3. Mr. Grant emphasizes (the Darda argument) how we had a huge bounce in the economy after the worst point of the Great Depression (in fact, the subtitle of the article contains: “The deeper the slump, the zippier the recovery”). Well, we didn’t have the Great Depression this time around — real GDP did not contract 25% but rather by 3.7%. We probably have to go now and redefine what a massive slump is. But all we had in the mid-part of the 1930s — between the worst point in 1932 to the 1937-38 relapse — was a statistical recovery, and nothing more than that. Nobody from that era will recall that any year was particularly good — each one was just different shades of pain and sacrifice. By the end of the decade, the unemployment rate was still 15%, the CPI was deflating at a 2% annual rate and the level of nominal GDP, as well as industrial production, still had yet to re-attain its 1929 peak. The equity market in 1941 was no higher than it was in 1933 (and long bond yields were heading below 2%) and even a child knows that it was WWII that brought the economy out of its malaise, not the seven years of New Deal stimulus.
So, to concentrate on the wiggles in the GDP data in the 1930s, no matter how large, totally misses the point about what the decade was really about, which was social change, a focus on family, less discretionary spending, and a trend towards frugality that few market pundits seem to comprehend. But the 1930s were the antithesis of the 1920s — not unlike what we are witnessing today.
4. The very sexy argument about how all the government stimulus is going to give the economy a really big lift — combined monetary and fiscal measures are worth 19.5% of GDP. This is viewed as a good thing, of course, but nowhere in the analysis is there a comment about how this “stimulus” is just there to cushion the blow and smooth the transition as wide swaths of private sector credit vanish. We are at the point where 85% of housing activity is still being supported by government interventions. Is this really desirable? According to BusinessWeek, it’s not just the FHA financing 40% of new mortgage originations but the USDA is also allowing builders and lenders to take advantage of rural mortgages that require no-money down and with 100% financing through “a little-known loan program”.

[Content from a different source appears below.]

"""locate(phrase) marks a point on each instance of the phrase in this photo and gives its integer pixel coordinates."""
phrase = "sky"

Well, as with most bulls, this new era of state capitalism is a reason to rejoice. But from our lens, what would be more noteworthy would be an article explaining that the massive government incursion with all this “stimulus” is actually more a reason to be concerned than be jubilant — what it really symbolizes is an economy that is so sick that it continues to require massive doses of medication.
It’s not what all the stimulus does that matters — of course, it is there to act as a cushion — but it is what all the stimulus has come to symbolize. A fundamentally weak economic backdrop and a precarious banking system that has government guarantees to thank for its survival.
We noted last week that the Nikkei posted six 20%+ rallies since its bubble burst in 1990 and no fewer than four 50%+ rallies. Indeed, you can count 423,000 rally points from all the up-days since the secular bear market began in 1990 and yet the index is down 74% since that time. So actually, there is nothing in this flashy move off the lows in the S&P 500 that is inconsistent with a pattern of a bear market rally — this is not the onset of a whole new sustainable bull market. These are rallies than can only be rented, not owned, and are purely technically-motivated and momentum-driven. They are not premised on improved fundamentals, despite data that are skewed to the upside by rampant government intervention. Just remember, nobody ever built more bridges or paved more river beds to skew the economic data than the Liberal Democratic Party (LDP) did in Japan for much of the 1990s.